Can high levels of fear turn otherwise law-abiding citizens into outlaws? How can that happen? What are the circumstances that would contribute to that? This essay will provide some answers to the above questions.
There are several aspects of fear that have to be considered in order to understand how it influences the individual’s social behavior. First of all, high levels of fear can lead to distorted perception. Those individuals, who experience it, may misinterpret other people’s actions and intentions. When reason is overcome by imagination that is affected by panic, people are driven by such feelings as anger, prejudice, hate, and in extreme cases their actions result in violence, aggression and cruelty. People who already have a history of aggression and violence will be more prone to illegal actions when they are moved by fear.
Secondly, high levels of fear cause intense feelings of insecurity and mistrust. When someone feels insecure, he or she may feel threatened by people’s actions and unfamiliar situations, thus leading to unpredictable outcome. If such a person possesses firearms or carries a heavy item, he or she may use it against a potential, as they think, aggressor. They may act in defensive and sometimes offensive ways to protect themselves from the imagined danger, which may be exaggerated.
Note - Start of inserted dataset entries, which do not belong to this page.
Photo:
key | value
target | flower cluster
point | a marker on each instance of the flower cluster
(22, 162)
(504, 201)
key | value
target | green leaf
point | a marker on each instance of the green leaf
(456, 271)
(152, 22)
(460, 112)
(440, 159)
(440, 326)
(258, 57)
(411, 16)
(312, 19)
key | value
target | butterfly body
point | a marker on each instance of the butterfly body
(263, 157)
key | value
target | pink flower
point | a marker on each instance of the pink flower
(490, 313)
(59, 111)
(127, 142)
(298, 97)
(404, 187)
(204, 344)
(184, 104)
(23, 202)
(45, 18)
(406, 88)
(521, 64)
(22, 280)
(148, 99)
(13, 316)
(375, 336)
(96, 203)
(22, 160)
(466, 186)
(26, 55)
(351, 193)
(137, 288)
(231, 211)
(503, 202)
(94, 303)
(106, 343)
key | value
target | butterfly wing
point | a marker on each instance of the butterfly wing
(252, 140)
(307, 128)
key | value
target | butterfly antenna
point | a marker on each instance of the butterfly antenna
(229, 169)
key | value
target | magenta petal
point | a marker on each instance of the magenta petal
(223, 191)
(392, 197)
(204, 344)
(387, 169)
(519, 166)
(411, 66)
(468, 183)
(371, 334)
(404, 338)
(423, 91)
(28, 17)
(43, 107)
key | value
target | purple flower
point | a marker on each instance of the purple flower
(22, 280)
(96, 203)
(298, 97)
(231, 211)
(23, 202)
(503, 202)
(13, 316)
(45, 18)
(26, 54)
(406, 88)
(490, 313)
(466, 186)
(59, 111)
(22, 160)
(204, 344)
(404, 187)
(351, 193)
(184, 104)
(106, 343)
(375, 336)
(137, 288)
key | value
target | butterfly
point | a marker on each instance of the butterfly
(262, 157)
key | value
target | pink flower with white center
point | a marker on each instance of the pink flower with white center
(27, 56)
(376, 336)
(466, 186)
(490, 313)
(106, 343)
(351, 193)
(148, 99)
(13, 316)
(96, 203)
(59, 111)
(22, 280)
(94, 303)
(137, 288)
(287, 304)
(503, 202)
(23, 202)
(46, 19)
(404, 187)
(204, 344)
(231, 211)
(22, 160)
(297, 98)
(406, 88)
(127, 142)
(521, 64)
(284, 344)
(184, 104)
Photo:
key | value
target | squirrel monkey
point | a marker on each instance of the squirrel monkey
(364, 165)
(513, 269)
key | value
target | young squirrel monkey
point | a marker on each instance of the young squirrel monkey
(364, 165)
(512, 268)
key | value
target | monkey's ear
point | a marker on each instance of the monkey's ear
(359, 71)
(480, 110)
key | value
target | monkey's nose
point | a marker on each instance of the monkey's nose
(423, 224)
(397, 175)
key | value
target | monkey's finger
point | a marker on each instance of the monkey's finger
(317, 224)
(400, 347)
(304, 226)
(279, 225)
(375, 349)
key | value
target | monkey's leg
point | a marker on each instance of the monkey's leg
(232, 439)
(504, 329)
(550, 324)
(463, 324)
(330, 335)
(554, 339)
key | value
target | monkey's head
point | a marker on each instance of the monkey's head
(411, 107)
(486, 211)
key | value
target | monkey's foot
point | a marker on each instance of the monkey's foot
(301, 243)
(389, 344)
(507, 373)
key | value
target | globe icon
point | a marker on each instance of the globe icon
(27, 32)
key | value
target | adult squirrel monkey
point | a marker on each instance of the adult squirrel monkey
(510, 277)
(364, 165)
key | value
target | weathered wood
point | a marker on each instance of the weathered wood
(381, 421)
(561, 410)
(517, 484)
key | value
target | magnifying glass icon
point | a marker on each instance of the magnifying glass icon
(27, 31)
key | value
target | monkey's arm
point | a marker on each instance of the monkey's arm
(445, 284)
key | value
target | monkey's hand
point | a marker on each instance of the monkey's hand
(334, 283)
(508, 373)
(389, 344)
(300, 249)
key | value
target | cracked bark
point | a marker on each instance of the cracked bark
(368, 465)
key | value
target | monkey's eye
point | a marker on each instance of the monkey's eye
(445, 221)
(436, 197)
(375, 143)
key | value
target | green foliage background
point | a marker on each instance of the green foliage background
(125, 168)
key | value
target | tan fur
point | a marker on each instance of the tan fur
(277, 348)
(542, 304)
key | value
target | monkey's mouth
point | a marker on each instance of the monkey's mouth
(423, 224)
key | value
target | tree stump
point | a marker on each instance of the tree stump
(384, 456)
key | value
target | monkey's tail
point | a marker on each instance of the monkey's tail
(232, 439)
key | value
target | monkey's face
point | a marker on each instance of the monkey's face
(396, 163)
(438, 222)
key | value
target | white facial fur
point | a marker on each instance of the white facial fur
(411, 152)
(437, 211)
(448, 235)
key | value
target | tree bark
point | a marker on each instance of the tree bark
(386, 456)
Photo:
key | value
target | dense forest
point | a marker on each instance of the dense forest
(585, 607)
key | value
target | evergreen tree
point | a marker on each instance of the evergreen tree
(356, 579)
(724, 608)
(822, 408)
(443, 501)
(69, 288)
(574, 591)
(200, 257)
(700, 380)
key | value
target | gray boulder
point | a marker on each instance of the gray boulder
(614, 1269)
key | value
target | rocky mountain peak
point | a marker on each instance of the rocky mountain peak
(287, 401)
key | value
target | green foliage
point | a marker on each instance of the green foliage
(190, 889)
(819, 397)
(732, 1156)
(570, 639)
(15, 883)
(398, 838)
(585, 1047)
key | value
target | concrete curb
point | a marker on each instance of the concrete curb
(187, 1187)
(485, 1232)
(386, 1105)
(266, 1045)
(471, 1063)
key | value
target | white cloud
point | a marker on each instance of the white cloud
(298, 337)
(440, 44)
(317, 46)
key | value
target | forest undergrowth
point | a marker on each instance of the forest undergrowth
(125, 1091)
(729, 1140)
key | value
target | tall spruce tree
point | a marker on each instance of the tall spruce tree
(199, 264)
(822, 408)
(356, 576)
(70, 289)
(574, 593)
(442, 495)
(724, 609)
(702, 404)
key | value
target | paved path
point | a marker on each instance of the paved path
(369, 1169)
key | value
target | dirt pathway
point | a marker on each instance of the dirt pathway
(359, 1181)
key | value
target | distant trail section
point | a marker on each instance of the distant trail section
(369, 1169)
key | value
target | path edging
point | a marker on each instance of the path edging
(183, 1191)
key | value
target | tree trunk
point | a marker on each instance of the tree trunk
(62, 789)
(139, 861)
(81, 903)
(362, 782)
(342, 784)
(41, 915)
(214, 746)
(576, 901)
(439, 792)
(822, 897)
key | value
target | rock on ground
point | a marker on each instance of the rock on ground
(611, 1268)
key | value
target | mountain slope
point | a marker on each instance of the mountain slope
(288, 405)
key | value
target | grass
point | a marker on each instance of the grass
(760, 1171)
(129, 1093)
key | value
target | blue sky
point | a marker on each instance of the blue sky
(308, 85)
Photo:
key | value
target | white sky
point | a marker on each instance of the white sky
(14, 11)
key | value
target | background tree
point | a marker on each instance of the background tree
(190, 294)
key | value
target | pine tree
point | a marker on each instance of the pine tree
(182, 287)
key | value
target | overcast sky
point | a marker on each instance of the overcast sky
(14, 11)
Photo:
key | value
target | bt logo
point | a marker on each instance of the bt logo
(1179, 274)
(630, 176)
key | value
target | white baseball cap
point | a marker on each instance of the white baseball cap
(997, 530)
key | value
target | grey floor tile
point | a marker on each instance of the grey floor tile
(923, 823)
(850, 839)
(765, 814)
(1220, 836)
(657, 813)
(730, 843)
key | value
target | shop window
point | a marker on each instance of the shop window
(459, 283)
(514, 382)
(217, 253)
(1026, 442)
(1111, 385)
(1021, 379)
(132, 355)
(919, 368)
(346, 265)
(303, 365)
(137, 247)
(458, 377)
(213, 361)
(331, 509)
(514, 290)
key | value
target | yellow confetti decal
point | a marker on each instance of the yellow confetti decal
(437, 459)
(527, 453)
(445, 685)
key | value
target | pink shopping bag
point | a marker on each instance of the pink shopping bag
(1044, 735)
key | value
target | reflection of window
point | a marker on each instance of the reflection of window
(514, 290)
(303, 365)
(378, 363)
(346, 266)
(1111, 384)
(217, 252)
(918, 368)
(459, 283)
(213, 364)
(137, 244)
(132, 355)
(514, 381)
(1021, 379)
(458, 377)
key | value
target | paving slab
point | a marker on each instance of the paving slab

Thirdly, fear can be quite unpredictable and destructive when it comes to groups of people. Distorted perception reaches its climax in the mob mentality. When many human beings concentrate in large groups, their thinking often has a tendency to be reduced to that of the lowest group member. Large groups of people are quite similar to herds of animals in their instinctual reactions. If one panics because of fear, all follow him. If such a group is skillfully directed by a leader, its mood can quickly change from panic fear to extreme aggression resulting in dangerous and destructive riots.